By the end of the series, one could read Love as a distant, goyishe cousin of Crazy Ex Girlfriend’s Rebecca Bunch. Both women believe in the conceit of “fate” presented in romantic comedies, to the detriment of everyone around them. The insidiousness of these narratives lies in their dependence on “coincidence” and “serendipity”—the characters just happen to meet people who are “perfect” for them, not only because they have good rapport, but because they match in terms of race and socioeconomic background.
More often than not, these characters get married and find success within the capitalist system at the same time. In You’ve Got Mail, Meg Ryan gives up her fight against Tom Hanks’ chain bookstore because she falls in love with him. In Working Girl, Melanie Griffith moves from Staten Island to a swanky Manhattan apartment, becoming one half of an ’80s power couple with Harrison Ford.
These films, two of my favorites, equate finding your soulmate with the merging of assets. The characters become part of a unit that is, in turn, part of a larger, patriarchal, capitalist system. Rebecca and Love are not victims to this system any more than Joe—they willfully participate in it and catapult their narratives forward, regardless of the consequences.

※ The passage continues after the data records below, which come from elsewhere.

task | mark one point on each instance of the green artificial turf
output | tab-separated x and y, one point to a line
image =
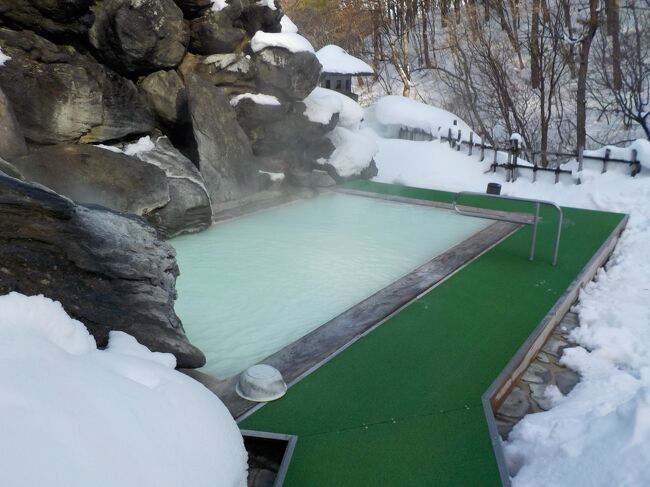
402	406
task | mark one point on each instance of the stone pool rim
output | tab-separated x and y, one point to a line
305	355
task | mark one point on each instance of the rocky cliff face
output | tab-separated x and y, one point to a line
88	72
109	270
88	78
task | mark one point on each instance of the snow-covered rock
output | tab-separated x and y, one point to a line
322	104
336	60
258	98
353	155
290	41
393	113
120	416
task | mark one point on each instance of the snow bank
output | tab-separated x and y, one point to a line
335	60
286	40
354	151
322	104
287	25
392	113
144	144
429	164
121	416
259	98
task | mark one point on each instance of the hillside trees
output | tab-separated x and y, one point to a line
551	70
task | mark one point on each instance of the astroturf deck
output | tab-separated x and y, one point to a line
402	406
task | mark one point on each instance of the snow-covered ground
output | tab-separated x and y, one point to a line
599	434
77	416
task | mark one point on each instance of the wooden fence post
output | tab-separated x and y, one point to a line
580	155
607	153
515	153
636	164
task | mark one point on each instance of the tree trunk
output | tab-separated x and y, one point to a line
581	93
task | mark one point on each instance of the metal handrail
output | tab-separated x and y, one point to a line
534	222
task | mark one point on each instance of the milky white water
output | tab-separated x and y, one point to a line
250	286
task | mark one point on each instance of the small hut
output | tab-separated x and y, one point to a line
338	69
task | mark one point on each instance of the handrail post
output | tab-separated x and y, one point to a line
558	232
533	240
538	203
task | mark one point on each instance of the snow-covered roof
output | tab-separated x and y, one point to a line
335	60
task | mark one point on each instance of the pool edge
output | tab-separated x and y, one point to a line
515	368
425	278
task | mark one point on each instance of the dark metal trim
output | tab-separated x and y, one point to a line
288	452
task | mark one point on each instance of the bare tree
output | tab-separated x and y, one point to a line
628	80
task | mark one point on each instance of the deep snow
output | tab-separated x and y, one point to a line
599	434
74	415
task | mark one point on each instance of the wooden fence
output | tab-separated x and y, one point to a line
514	153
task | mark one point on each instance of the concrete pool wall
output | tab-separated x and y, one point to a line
402	405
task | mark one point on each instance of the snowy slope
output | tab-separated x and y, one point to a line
599	434
78	416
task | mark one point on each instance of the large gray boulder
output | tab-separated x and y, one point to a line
193	8
135	36
91	175
234	73
12	142
285	129
189	208
285	74
60	95
51	18
165	92
257	16
110	271
225	156
213	32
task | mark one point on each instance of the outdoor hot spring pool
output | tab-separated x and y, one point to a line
250	286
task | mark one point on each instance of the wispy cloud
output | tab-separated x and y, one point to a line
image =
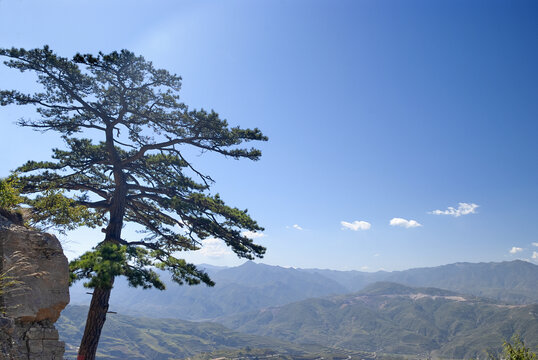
253	234
515	250
404	223
463	209
214	248
356	225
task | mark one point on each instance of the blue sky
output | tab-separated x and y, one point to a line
375	110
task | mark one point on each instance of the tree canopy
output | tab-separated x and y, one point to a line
125	132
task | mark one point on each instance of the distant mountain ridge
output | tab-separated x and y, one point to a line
137	338
393	318
253	286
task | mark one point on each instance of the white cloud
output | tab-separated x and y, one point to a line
214	248
356	225
515	250
404	223
463	209
253	234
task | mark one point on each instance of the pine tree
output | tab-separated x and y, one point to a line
126	132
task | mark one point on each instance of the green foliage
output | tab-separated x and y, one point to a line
515	349
9	194
400	321
125	132
126	337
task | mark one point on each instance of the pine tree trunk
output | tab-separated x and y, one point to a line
94	323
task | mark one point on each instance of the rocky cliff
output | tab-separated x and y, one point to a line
34	289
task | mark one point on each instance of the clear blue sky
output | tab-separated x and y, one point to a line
375	110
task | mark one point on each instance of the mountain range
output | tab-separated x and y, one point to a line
253	286
397	319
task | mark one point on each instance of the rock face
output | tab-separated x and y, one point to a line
32	304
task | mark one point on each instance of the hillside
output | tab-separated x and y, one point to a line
392	318
509	281
247	287
252	286
136	338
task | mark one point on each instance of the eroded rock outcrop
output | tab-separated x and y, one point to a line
32	305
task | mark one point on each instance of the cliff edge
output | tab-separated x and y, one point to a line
34	291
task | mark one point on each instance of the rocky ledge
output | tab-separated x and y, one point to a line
31	305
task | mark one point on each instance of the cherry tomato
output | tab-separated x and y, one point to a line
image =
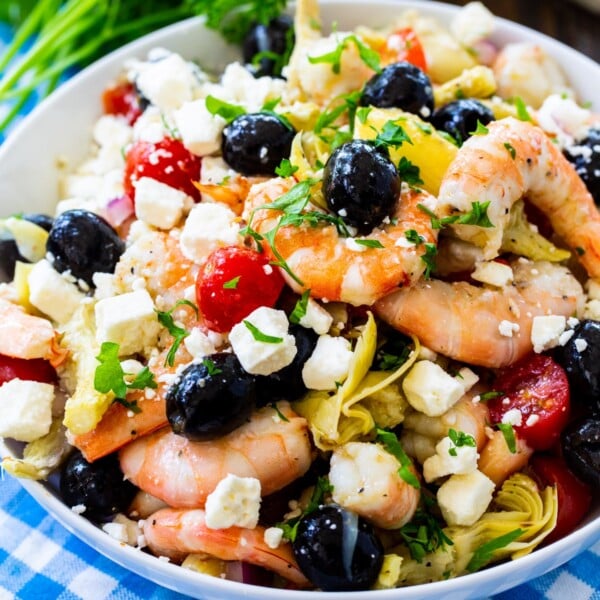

To quote another iconic beneficiary of capitalism, Carrie Bradshaw, “I couldn’t help but wonder,” what would romcoms look like without the painstakingly thought-out marriage plot, which more often than not implicates its viewers in misogyny, consumerism, and racism? I don’t have an answer to this question. You, a show that now centers around two sociopaths maintaining the status quo, doesn’t have one, either.
Personally, though, I think we should continue to question the universe of the romcom: our gorgeous, quirky protagonist. Her frequent run-ins with a wry, handsome stranger. The forces that allow them to run into each other in a bookstore, that afford them the time to take long, leisurely walks in New York City in the fall or bake flawless chocolate croissants in the middle of the night. The moment they decide that they are meant for each other.
Like Love Quinn herself, the genre can be warm, smart, and beautiful. Also like Love Quinn, it has a shit-ton of ulterior motives.